Liquidações de bancos pelo BC relembram os anos 1990
Nas últimas semanas, o Banco Central do Brasil voltou a usar uma medida bastante rigorosa: a liquidação extrajudicial. Essa ação foi aplicada ao Banco Pleno e se juntou a outras liquidações recentes do Banco Master e da Will Financeira. Tudo isso trouxe à tona lembranças dos anos 90, quando instituições como Nacional, Econômico e Bamerindus enfrentaram crises em meio às mudanças drásticas que se seguiram ao Plano Real.
Não é por acaso que essa comparação surge. Quando o Banco Central percebe que uma instituição está em apuros — seja pela falta de liquidez ou descumprimento de normas — a resposta costuma ser rápida. As consequências afetam diretamente a operação, a imagem da empresa e o valor dos ativos. É um alerta sobre a estabilidade do sistema financeiro: o regulador não aceita riscos de propagação de problemas.
É importante destacar que a liquidação extrajudicial é uma medida administrativa, não uma punição. Ou seja, não significa que a instituição fez algo errado de fato; é uma forma de interromper as atividades de uma empresa que não pode mais se manter e organizar a situação dos credores em um ambiente controlado.
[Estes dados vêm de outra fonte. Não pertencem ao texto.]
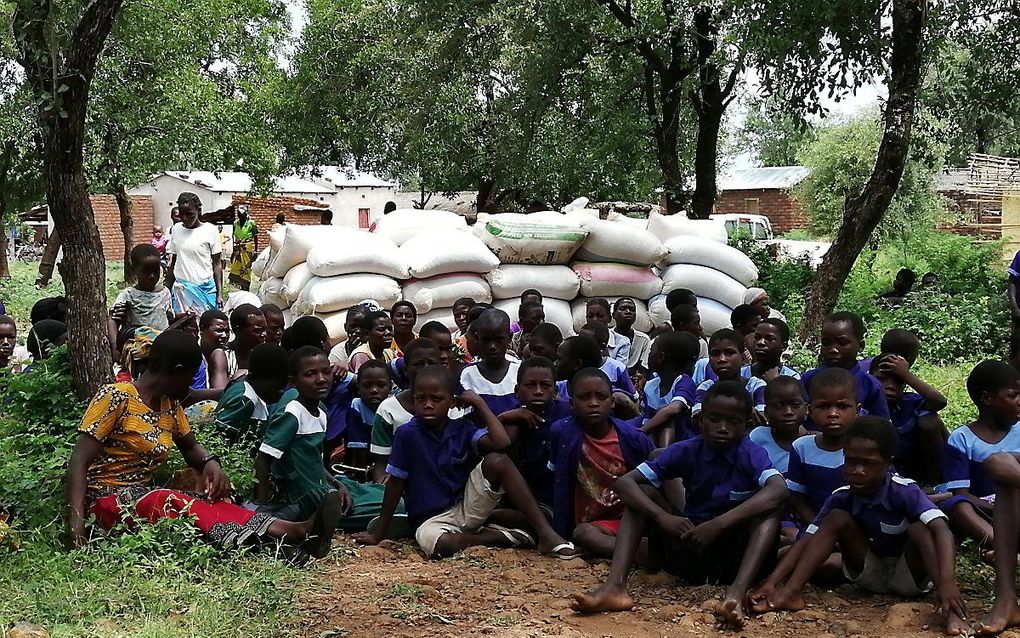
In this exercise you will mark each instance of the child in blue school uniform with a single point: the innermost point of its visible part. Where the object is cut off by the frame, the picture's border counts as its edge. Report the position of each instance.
(494, 376)
(816, 459)
(617, 373)
(915, 414)
(891, 538)
(995, 389)
(733, 498)
(669, 395)
(373, 386)
(452, 477)
(725, 349)
(589, 451)
(770, 341)
(529, 426)
(843, 340)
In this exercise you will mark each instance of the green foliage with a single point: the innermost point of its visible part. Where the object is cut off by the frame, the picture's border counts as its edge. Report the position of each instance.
(840, 160)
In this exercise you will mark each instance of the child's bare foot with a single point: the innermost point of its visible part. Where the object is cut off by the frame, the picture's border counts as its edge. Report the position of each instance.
(730, 612)
(606, 598)
(956, 626)
(1004, 614)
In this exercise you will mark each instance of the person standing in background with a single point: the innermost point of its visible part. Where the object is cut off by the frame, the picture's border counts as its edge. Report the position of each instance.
(245, 249)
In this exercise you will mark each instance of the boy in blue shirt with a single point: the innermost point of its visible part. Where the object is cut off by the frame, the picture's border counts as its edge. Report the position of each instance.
(452, 477)
(843, 340)
(669, 395)
(816, 459)
(589, 451)
(915, 414)
(995, 389)
(891, 538)
(724, 353)
(733, 497)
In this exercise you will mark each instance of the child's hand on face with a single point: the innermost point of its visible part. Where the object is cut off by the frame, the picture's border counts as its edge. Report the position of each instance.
(895, 365)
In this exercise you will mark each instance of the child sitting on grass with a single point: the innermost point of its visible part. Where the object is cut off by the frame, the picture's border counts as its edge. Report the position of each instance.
(290, 457)
(995, 389)
(618, 347)
(891, 538)
(771, 340)
(733, 497)
(452, 477)
(545, 341)
(843, 340)
(494, 377)
(724, 355)
(617, 373)
(589, 451)
(669, 395)
(244, 408)
(816, 459)
(915, 414)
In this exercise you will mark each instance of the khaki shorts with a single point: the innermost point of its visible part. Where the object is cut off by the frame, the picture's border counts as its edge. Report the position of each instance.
(467, 516)
(884, 575)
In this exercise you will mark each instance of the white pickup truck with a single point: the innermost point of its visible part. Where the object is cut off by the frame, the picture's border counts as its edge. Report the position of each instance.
(760, 229)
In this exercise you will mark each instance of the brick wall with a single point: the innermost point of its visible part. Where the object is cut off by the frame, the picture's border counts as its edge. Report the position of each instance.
(108, 222)
(263, 211)
(779, 206)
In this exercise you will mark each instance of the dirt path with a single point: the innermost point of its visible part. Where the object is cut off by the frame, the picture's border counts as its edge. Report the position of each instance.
(393, 592)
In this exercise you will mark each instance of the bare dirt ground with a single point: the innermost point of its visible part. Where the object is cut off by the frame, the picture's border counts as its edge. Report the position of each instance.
(393, 592)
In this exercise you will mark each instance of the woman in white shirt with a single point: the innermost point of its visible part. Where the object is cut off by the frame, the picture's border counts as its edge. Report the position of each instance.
(196, 273)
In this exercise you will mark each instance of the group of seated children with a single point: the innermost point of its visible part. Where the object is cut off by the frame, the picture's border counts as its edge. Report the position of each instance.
(508, 435)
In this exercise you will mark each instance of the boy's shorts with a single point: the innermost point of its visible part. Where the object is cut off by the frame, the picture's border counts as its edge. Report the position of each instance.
(886, 575)
(466, 516)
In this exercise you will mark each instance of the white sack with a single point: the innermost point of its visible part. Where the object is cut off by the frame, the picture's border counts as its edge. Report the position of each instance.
(404, 224)
(616, 280)
(441, 252)
(360, 252)
(622, 244)
(557, 282)
(690, 249)
(557, 312)
(704, 282)
(323, 295)
(444, 290)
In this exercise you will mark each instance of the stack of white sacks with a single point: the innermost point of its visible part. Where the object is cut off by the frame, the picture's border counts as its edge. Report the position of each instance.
(432, 257)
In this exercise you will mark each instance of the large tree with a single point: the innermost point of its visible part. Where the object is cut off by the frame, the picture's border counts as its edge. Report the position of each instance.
(864, 210)
(59, 48)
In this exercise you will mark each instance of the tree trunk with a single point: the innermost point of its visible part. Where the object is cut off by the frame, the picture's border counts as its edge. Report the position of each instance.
(865, 210)
(6, 157)
(60, 81)
(124, 206)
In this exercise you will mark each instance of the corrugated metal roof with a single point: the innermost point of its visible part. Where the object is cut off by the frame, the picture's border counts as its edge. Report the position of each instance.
(774, 178)
(234, 182)
(345, 177)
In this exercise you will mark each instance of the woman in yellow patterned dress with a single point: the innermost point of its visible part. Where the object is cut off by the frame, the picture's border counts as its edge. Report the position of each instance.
(125, 437)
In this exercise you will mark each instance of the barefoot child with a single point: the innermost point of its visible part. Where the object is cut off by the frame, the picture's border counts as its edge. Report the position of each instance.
(669, 395)
(995, 389)
(244, 409)
(891, 537)
(452, 477)
(290, 458)
(494, 377)
(771, 340)
(724, 355)
(843, 340)
(590, 450)
(733, 496)
(619, 346)
(915, 414)
(816, 460)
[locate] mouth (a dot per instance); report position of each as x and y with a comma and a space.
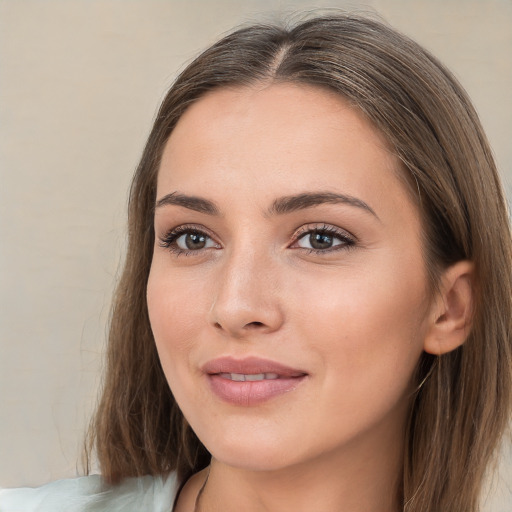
251, 381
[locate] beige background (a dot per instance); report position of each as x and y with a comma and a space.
79, 85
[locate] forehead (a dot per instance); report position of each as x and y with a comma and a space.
274, 140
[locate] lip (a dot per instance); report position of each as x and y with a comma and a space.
250, 393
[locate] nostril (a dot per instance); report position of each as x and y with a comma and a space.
255, 324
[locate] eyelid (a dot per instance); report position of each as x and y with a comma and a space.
170, 236
349, 239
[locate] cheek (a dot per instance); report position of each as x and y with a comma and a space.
174, 308
367, 326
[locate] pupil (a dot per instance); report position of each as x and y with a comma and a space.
321, 241
195, 241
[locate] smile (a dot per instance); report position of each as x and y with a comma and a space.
250, 381
241, 377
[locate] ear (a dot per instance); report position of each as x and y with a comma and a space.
452, 311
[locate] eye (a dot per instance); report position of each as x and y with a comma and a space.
324, 239
186, 240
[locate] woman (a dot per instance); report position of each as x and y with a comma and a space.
315, 310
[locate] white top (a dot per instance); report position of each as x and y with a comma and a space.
91, 494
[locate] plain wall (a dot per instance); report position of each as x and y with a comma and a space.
79, 85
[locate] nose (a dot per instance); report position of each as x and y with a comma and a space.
246, 298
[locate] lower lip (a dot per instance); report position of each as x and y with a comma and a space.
250, 393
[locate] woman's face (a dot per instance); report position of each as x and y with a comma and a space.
287, 293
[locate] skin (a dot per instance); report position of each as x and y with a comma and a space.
354, 317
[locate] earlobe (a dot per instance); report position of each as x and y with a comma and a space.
452, 311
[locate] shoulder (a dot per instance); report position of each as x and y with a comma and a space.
92, 494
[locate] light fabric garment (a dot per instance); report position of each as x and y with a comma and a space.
91, 494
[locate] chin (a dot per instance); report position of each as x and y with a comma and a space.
252, 454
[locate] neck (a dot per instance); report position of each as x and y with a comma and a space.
363, 477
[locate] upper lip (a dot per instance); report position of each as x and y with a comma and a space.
250, 365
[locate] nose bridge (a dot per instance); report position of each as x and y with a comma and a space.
246, 294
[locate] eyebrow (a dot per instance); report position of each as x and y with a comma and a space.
280, 206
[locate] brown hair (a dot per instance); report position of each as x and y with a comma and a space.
461, 410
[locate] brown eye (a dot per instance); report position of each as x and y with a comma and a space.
192, 241
320, 240
323, 240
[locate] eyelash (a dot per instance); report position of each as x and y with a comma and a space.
347, 241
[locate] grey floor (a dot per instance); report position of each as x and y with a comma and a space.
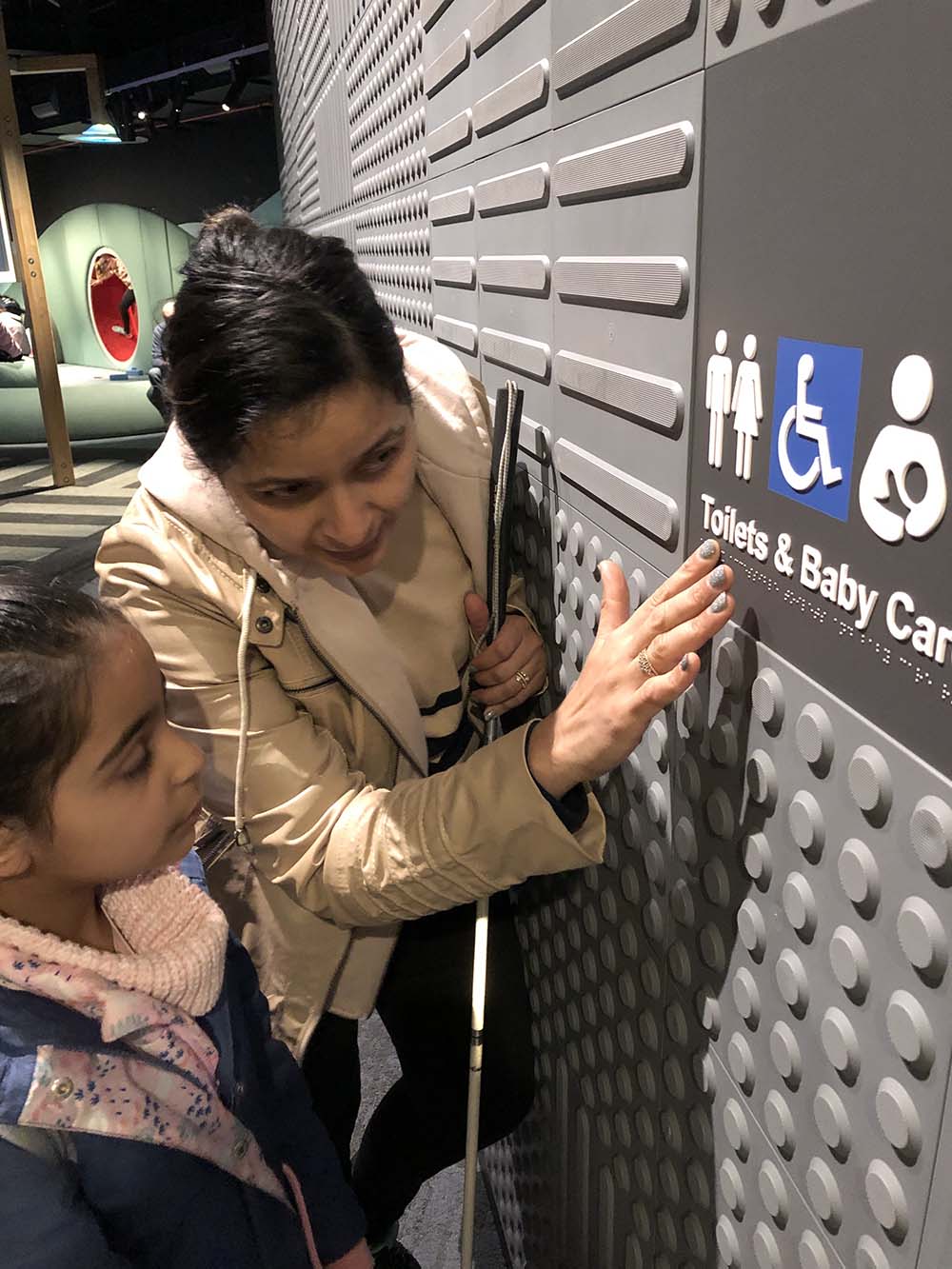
430, 1227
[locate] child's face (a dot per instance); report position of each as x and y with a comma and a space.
129, 799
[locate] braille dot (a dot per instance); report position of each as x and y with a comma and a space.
758, 860
752, 929
886, 1200
841, 1043
899, 1120
811, 1252
762, 778
731, 1188
780, 1123
792, 982
860, 876
832, 1120
741, 1061
931, 831
735, 1126
849, 963
773, 1192
814, 735
824, 1193
746, 998
923, 940
765, 1250
806, 825
870, 781
784, 1051
768, 700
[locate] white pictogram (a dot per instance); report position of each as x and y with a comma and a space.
895, 452
806, 419
718, 397
748, 408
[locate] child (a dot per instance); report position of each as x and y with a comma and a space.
148, 1119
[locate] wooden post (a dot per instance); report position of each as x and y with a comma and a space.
26, 247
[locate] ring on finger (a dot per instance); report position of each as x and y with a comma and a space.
644, 663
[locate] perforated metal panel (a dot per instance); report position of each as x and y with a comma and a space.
742, 1018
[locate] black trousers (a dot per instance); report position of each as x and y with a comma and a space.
419, 1127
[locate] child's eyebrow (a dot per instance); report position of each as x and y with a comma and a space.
129, 735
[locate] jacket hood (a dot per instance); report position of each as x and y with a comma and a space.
453, 466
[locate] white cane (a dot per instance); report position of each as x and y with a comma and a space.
505, 446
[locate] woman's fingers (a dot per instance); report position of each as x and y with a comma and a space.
513, 692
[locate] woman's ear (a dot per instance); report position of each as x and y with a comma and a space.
15, 850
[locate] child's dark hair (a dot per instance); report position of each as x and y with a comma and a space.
46, 633
266, 320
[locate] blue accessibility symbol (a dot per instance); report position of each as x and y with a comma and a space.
815, 405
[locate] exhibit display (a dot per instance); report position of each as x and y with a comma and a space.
706, 237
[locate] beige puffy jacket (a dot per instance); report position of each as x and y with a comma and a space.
345, 835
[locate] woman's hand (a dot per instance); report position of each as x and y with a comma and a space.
513, 667
613, 700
Enquanto isso, a responsabilização penal segue outro caminho. Para que alguém seja responsabilizado criminalmente, é necessário que haja uma investigação que prove vínculos entre a gestão da empresa e os problemas financeiros dela. Não se trata apenas de um resultado negativo, mas das ações que levaram a esse desfecho. Isso inclui se houve fraudes, manipulações de ativos ou informações erradas que possam ter prejudicado a situação.
Em casos como esses, a diferença entre risco patrimonial e risco penal é fundamental. Os acionistas minoritários, geralmente, enfrentam o risco de perder o que investiram. Já os administradores e controladores podem enfrentar um cenário mais complicado, ocupando um “triplo front” — sanções administrativas, processos civis e até responsabilidade criminal, caso haja indícios de fraudes ou ações ilegais.
Além disso, em situações de intervenção e liquidação, é comum que ocorram medidas para preservar ativos, coleta de documentos e rastreamento de operações financeiras. O que vai determinar a responsabilidade de acionistas e gestores será a conexão deles com as decisões que levaram aos problemas.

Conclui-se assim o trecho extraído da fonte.